Dear Dumbledore,

So I heard.

While I'm really happy there's a gay character in the Harry Potter books, it must have been hard to be the only one in a seven part series. No wonder you were so hidden all the time, so restrained and soft-spoken.

And I heard the truth about Grindelwald, too; I can't imagine what it must have been like to have fought the one you love, and then be subject to years of stories about the time you defeated one of the most evil tyrants in history. It's hard for people to understand things unless they're completely black and white.

But perhaps the most horrible thing of all, the part I feel the worst about for you, is that the person who knows you the most deeply, a person who you trust to represent you to the world community, your creator...OUTED YOU!

In this day and age, most of us know about the repercussions of outing someone's homosexuality to the rest of the world. And what was most interesting was that the way in which your friend, J.K. Rowling, went about doing it -- at a book reading she answered a question about your romantic history, noting nonchalantly that you were in love with a man, that you were gay, that she knew it all along, that she knew as she was helping your character grow with each page. This also means, as I'm sure you're well aware, that she planned to hide your sexuality in a way not unlike the hidden, lost-to-the-world homosexuals from some of the more repressive works of Victorian literature.

So the way this all rolled out was really interesting. A lot of people like me were upset with Rowling for not including a queer character in the series, but with this announcement it seemed like she answered our pleas. The news set in and fans everywhere were shocked; scores of people, I'm sure, flipped back through each chapter of your history, from the moments when you shared wise advice with the children of Hogwarts, to the time you brought Harry to his foster family, to the momentous time you saved Harry from Voldemort using the most astonishing magic, to flashbacks in the later books giving snapshots of your past. With but a few sentences, Rowling refashioned your entire history for the world to see. Your character was, quite honestly, hijacked.

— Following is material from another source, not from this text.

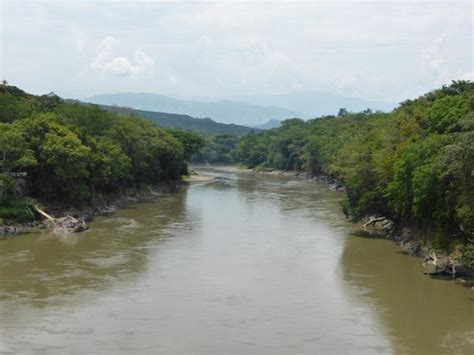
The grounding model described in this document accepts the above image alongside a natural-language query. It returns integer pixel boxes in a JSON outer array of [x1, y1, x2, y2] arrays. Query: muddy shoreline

But I guess that's how outing works, how coming out often works. You "come out" of supposed hiding, and the world sees you in a different light; sexuality is a huge part of one's identity -- whether it's discussed or not (heterosexual or homosexual), it shapes many of our thoughts and behaviors in life. The question then becomes, it seems, is whether Rowling did you real justice or not.

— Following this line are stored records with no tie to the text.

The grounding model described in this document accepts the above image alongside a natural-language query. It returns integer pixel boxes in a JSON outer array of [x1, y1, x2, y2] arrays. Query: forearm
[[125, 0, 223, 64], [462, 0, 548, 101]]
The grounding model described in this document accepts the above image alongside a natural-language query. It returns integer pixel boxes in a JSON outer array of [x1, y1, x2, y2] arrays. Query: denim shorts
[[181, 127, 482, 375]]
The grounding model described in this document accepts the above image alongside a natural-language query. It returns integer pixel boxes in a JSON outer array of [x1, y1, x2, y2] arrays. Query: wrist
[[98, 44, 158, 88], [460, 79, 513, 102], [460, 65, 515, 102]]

I would argue that Rowling is operating within the framework of the literary market, making choices about her characters that seek to "gently push" rather than "revolutionize"; she did not include gay characters in the story because, well, the sociopolitical climate in which Harry Potter most profoundly exists is one that does not welcome gay characters in children's literature -- the books wouldn't be bought. ("I would have told you earlier if I knew it would make you so happy." *) And while in many parts of our country the notion of a Victorian gay sexuality, a gayness that can only exist behind closed doors and in deep secrecy, is disappearing...children are still seen as at risk; real gay characters, real gay mentors, gay teachers, are a threat to their childhood and their growth.

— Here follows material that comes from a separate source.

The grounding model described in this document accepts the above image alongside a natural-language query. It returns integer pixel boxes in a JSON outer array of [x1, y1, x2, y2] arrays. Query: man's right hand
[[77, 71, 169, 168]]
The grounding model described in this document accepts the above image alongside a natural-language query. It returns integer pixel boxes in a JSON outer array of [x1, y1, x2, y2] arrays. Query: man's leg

And so, dear Dumbledore, I'm sorry that you had to live your life like the many gay characters we have seen from movies past, their youthful romances stifled by fear of heteronormativity, their identities quelled into a restrained silence. When you watched over the children of Hogwarts, you did it so they could grow to be themselves, free of unjust limitations and empowered by love.

But Dumbledore, for all the good you have done in your life and the happiness I am sure it brought you, I am still left with one telling image -- an image of you standing in front of the Mirror of Erised with Harry, describing the view in front of you, a view that reflects your life's deepest wishes: "I? I see myself holding a pair of thick, woolen socks. One can never have enough socks." For those in hiding, mirrors can be the most debilitating; you looked in the mirror, and you were forced to see...nothing.